MF1.11 Module Summary

What MF1 established

MF1 turned memory acquisition from a concept into an operational procedure you've executed. You captured memory from Windows and Linux using three different methods, collected the pagefile alongside RAM, verified the images structurally, assessed smear, documented the acquisitions to legal-readiness standard, and produced the baseline images the rest of the course depends on.

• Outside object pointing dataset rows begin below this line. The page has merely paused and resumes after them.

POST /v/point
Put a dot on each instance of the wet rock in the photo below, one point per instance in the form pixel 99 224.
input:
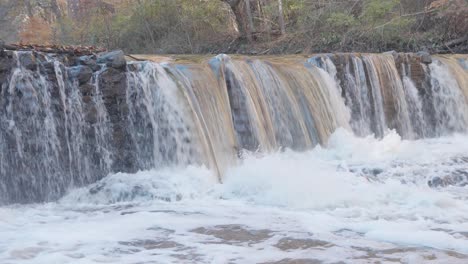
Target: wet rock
pixel 425 57
pixel 82 73
pixel 114 59
pixel 89 61
pixel 235 233
pixel 87 89
pixel 28 61
pixel 393 53
pixel 288 243
pixel 91 114
pixel 296 261
pixel 151 244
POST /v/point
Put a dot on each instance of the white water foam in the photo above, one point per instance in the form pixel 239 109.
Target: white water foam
pixel 359 200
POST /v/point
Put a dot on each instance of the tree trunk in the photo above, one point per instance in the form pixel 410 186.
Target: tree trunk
pixel 240 14
pixel 250 27
pixel 281 17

The module's central lesson is that acquisition is a tradeoff decision, not a tool selection. Every method occupies a point in the fidelity-footprint-feasibility space. Hypervisor-based acquisition wins on fidelity and footprint but requires hypervisor access. WinPmem and LiME win on feasibility but introduce smear and forensic footprint. The correct method is the one whose tradeoff profile matches the case — and the decision is documented in the acquisition record because "why you chose this method" is the first question adversarial review asks.

Key concepts by sub

MF1.1 — The Acquisition Problem. Memory acquisition isn't a snapshot; it's a process that runs while the system keeps running. Smear is unavoidable in live capture. The order of volatility says memory comes first when memory matters at all. Every acquisition method trades off fidelity, footprint, and feasibility.

MF1.2 — WinPmem. The open-source Windows acquisition standard. Loads a signed kernel driver, reads physical memory page-by-page, writes a raw image. Five production failure modes: non-elevated shell, Tamper Protection, HVCI driver rejection, insufficient disk space, format mismatch. Four-step execution sequence: elevate, capture, verify size, hash.

MF1.3 — LiME and AVML. Linux acquisition has a version-coupling constraint Windows doesn't: LiME must be compiled against the exact running kernel. AVML avoids this by reading /proc/kcore from userspace. LiME for known kernels (pre-built modules); AVML for everything else. LiME's network-capture mode streams directly to the analysis workstation without writing to the target's disk.

MF1.4 — Hypervisor-Based Acquisition. The gold standard: suspend the VM from outside, copy the .vmem file, resume. Zero smear, zero guest footprint. Available when you have hypervisor access; not available for physical servers or most cloud VMs. This is the default acquisition method for the course lab.

MF1.5 — Pagefile and Swap. RAM isn't the complete memory evidence picture. Pagefile.sys contains pages the OS evicted from RAM — potentially including credential material and process data paged out hours earlier. Collected via VSS shadow copy (Windows) or direct copy (Linux swap). Volatility 3's --swap flag enables pagefile-backed page resolution during analysis. Hiberfil.sys is a compressed historical memory snapshot — valuable but represents the hibernation moment, not the current state.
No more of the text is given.